So basically the question for now is whether errno = err; is in BIO_sendmmsg or libssl. Since it's just one line, it doesn't make a massive difference either way, but I'd argue it should be libssl doing this:

If we put this in BIO_sendmmsg things like this will probably happen accidentally again in the future.
Callers of BIO_sendmmsg other than our existing SSL code will forget about the errno channel, and then callers of those callers end up depending on it. Will we always remember to put errno = 0; after every call to BIO_sendmmsg or BIO_recvmmsg in our QUIC implementation, etc. If we don't, this kind of unintended dependency is going to happen again, somehow...
The object of this is to preserve the documented semantics of the libssl API, so it's logical for libssl to do this.
Having it done explicitly in libssl also makes it less likely for this behaviour to be accidentally broken later, and serves to document this in code, as currently this is rather subtle. Nor is it burdensome, since it's literally one line.

The only concern I have is making libssl touch errno, which doesn't necessarily exist on all platforms (and needs to be WSASetLastError on Win32). Though it looks like it already does in one case. But this can be readily abstracted by adding a set_last_socket_error to match the existing get_last_socket_error.

So all libssl would have to do, if it decides to preserve these semantics when using sendmmsg/recvmmsg would be:

int err;

num_processed = BIO_sendmmsg(..., &err);
set_last_socket_error(err); /* The OS socket error variable is part of the SSL_read API */

mattcaswell · 2022-08-05T08:23:17Z

I can live with libssl doing this.

However, I have another thought (which may be slightly contradictory to my previous thought, but still needs to be considered). Should we be using OS specific error values at all in a new API? Or should we convert them to an OpenSSL error value of some form. Part of the point of the BIO abstraction is to abstract away system specific details. Applications written to use OpenSSL APIs should be portable. If you write an OpenSSL app on one platform, it should more-or-less work unmodified on a different platform (at least as far as the OpenSSL specific bits are concerned). By incorporating system specific error codes into the API we are breaking that. Users of the API will have to have different code to handle different platforms that they run on.

beldmit · 2022-08-05T08:28:16Z

Matt,

I don't think converting OS specific errors is a good idea. When you have os specific error, you can google the possible reasons more effectively.

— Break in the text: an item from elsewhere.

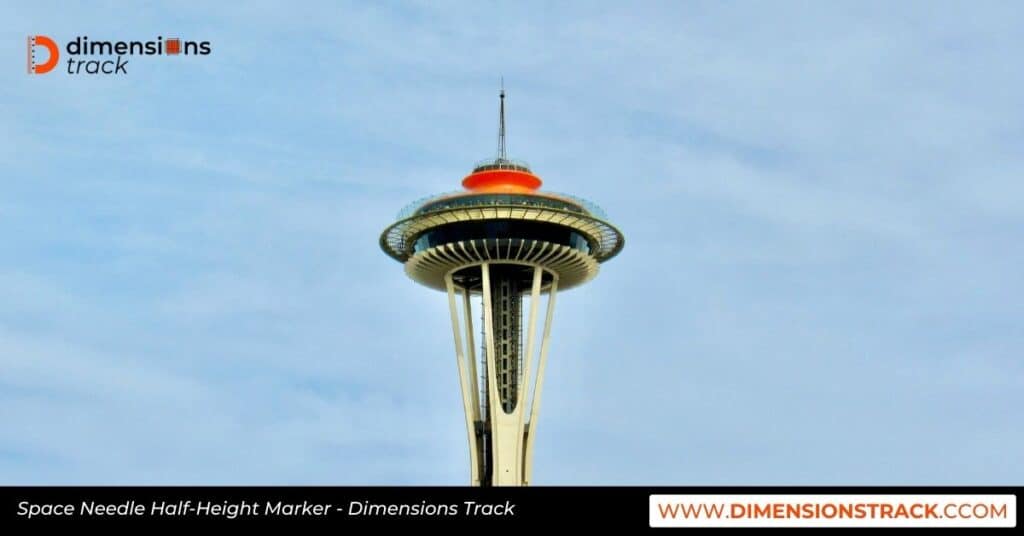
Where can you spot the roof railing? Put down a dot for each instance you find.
(492, 199)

hlandau · 2022-08-05T08:59:50Z

Option 1: Use our own error codes

I was thinking about this yesterday. It does seem like it would be better in principle to use our own error codes. My main concern is then we would have e.g. a function with a switch statement mapping from OS error codes to our own; but then what if the OS returns an error code we didn't add support for? Not a massive deal since OSes don't want to break compatibility either and it would be odd for them to add a new code in an existing syscall. But new platforms may have OS-specific error codes we don't handle. These would presumably be translated to some kind of BIO_UNKNOWN value. Then people would have to raise PRs to add handling for these error codes if they wanted to be able to discern them. (But then we would switch from returning BIO_UNKNOWN to returning a specific value, which is potentially a breaking change for any existing users that came to depend on us returning BIO_UNKNOWN.)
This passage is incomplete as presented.